14. It was stated that section 9 finds the fault and where it lies and then it leads to debate if there is any scope for reconciliation or cohabitation.

15. The court held that to see section9 as unconstitutional without referring to section 13(1-A) is a very narrow view. The breakdown of marriage is such a failure in which no hopes for reconciliation remain for both the spouses to live together as husband and wife for mutual support and comfort.

16. The court also stated that for a breakdown of marriage physical as well as mental aversion is also required.

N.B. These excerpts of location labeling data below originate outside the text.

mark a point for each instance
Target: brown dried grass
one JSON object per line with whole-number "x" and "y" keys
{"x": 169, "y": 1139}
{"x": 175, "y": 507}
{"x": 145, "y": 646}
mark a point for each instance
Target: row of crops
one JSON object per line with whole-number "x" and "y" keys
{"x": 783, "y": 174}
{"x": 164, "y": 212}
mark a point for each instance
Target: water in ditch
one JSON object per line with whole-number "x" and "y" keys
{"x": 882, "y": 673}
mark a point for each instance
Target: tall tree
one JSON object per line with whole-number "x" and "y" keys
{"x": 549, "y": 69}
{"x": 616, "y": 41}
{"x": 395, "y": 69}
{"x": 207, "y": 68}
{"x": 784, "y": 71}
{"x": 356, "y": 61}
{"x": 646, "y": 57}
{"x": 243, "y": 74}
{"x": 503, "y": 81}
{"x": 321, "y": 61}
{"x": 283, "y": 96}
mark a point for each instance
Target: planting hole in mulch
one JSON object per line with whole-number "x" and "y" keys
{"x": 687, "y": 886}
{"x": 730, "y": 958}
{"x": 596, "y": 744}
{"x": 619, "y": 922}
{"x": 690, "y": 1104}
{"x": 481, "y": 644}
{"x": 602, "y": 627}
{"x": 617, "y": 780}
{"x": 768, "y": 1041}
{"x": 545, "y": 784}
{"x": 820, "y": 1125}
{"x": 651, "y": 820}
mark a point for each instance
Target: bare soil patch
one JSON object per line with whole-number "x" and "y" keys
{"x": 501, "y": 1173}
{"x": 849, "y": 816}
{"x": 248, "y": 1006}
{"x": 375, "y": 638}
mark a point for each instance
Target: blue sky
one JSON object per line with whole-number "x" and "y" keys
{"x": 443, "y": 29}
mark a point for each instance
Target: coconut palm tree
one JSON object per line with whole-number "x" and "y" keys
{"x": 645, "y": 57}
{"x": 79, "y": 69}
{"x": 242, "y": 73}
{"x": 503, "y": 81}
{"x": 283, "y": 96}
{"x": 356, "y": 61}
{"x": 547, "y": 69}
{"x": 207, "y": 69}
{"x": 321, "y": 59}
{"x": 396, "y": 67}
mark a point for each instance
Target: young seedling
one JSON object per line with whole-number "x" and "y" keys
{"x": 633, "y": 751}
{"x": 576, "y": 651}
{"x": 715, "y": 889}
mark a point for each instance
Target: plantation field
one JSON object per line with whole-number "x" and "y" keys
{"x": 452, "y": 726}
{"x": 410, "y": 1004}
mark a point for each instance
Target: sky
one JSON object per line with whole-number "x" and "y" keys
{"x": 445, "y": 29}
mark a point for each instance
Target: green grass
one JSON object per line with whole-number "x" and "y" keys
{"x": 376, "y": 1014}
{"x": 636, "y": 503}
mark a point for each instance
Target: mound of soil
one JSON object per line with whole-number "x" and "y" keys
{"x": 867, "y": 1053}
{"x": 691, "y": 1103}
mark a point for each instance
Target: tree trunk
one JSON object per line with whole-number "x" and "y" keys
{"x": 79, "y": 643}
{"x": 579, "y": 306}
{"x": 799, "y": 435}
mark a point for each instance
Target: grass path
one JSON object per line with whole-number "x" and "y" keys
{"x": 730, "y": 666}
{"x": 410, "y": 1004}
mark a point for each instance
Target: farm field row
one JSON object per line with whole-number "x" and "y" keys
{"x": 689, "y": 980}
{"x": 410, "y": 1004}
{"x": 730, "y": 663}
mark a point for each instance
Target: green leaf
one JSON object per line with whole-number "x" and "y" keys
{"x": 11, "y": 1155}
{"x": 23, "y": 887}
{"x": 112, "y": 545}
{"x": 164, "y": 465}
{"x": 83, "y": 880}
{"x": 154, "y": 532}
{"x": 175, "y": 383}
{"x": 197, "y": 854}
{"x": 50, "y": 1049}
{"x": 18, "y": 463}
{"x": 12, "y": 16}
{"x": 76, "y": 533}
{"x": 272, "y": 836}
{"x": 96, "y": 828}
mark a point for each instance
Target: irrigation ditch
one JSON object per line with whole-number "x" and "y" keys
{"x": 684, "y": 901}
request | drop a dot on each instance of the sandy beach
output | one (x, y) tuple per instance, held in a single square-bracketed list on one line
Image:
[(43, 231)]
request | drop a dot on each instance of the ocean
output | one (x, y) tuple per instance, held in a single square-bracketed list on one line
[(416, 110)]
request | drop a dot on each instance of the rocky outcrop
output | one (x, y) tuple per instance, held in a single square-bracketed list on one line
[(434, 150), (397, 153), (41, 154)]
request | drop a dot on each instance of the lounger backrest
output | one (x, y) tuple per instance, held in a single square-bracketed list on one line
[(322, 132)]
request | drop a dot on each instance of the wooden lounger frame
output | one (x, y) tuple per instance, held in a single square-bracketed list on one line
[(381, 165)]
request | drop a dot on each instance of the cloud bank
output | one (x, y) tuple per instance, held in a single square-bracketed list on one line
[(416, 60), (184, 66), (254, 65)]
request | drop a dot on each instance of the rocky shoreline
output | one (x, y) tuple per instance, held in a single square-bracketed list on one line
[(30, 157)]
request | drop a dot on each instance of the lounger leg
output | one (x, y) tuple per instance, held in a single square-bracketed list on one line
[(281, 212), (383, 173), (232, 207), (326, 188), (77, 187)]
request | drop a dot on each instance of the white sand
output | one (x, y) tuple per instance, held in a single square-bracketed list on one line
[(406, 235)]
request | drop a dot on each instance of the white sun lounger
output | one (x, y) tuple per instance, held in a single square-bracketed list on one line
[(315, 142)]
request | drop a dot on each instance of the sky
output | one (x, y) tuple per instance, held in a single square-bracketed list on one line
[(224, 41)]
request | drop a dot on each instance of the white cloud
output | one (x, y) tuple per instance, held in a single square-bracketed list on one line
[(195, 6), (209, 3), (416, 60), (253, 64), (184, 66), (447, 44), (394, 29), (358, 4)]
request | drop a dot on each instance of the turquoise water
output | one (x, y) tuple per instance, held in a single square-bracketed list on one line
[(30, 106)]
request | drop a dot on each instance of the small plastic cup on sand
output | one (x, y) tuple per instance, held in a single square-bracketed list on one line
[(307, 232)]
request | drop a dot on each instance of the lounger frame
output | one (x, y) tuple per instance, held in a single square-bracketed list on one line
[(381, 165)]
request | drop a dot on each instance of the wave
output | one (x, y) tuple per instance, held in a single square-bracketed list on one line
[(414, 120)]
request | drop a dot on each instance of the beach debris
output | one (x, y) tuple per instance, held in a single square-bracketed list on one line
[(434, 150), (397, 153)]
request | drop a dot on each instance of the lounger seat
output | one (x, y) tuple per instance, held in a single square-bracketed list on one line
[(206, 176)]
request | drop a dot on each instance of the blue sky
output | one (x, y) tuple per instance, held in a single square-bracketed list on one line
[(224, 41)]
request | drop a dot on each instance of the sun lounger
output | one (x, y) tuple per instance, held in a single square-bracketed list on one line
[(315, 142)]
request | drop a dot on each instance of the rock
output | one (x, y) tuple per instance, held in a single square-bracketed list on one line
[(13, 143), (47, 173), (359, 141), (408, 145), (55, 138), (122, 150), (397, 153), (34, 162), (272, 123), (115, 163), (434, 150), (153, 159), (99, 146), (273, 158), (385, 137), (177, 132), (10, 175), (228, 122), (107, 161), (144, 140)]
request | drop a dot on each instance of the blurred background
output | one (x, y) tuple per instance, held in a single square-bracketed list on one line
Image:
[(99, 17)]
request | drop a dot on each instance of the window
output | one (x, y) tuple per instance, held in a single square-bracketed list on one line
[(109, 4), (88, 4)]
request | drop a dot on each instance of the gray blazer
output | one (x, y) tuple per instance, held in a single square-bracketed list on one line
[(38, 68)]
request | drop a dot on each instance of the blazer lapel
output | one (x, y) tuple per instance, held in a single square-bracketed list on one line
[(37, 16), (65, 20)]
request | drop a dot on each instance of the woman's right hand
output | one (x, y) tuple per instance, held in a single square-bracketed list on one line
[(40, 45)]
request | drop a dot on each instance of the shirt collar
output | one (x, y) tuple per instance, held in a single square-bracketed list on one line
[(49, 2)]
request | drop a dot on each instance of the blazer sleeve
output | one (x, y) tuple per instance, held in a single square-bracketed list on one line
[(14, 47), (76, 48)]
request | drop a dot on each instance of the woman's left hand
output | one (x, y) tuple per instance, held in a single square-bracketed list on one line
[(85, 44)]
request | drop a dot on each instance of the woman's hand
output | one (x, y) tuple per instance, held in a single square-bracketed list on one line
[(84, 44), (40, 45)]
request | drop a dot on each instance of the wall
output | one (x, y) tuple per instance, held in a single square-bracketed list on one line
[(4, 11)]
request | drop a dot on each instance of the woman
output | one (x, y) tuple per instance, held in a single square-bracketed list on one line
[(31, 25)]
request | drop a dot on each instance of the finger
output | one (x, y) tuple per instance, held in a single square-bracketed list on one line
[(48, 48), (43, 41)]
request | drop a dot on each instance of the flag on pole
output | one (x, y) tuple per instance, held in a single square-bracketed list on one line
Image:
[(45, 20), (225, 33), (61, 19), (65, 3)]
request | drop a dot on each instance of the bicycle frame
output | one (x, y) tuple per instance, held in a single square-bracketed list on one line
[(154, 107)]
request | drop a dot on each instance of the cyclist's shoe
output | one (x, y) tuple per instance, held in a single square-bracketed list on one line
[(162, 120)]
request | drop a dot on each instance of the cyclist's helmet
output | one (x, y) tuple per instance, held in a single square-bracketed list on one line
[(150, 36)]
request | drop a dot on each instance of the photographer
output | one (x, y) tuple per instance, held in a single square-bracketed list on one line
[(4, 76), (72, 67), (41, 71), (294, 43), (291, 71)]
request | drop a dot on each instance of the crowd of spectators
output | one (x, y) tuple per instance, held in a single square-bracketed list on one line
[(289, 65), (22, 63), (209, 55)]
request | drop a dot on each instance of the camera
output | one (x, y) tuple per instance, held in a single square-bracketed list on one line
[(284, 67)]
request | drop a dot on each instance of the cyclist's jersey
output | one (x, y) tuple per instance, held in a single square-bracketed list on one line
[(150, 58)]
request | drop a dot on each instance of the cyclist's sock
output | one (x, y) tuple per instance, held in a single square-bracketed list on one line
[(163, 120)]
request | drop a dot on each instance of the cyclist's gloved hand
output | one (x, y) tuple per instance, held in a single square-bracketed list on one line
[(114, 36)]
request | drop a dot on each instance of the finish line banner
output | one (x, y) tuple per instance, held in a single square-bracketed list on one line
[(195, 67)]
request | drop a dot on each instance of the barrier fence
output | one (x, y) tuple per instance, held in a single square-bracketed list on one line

17. Therefore the court held and substantiated its point by ruling that even though the remedy under section 9 is outdated it is not unconstitutional. Hence section 9 is valid and following up on this reasoning the court struck down the appeal and the contentions of the appellant

The significance of this case is highlighted in the fact that it functions to preserve the sanctity of marriage till the last shred and offers a hope for reconciliation. It also states that marriage is not only about sexual intercourse but is a union between the soul as well. It promotes companionship and unity as the basis of marriage and favors discussion over leaving the spouse so as to conserve the societal and sacred values of our community. This shows that the house is a castle for the man and a fortress for the woman. The spouses are free to obtain sacred protection behind closed doors that is away from the society and the family which the civil authorities cannot penetrate or obstruct. Mentioning constitutional law in domestic household and matters will result in dissent, quarrelling and tension. The ‘domestic community’ does not rest on sealed promises and contracts neither on constitutional law. It rests on a cemented morality and ideals which act as a uniting force and produces a relationship that is ‘two in one’.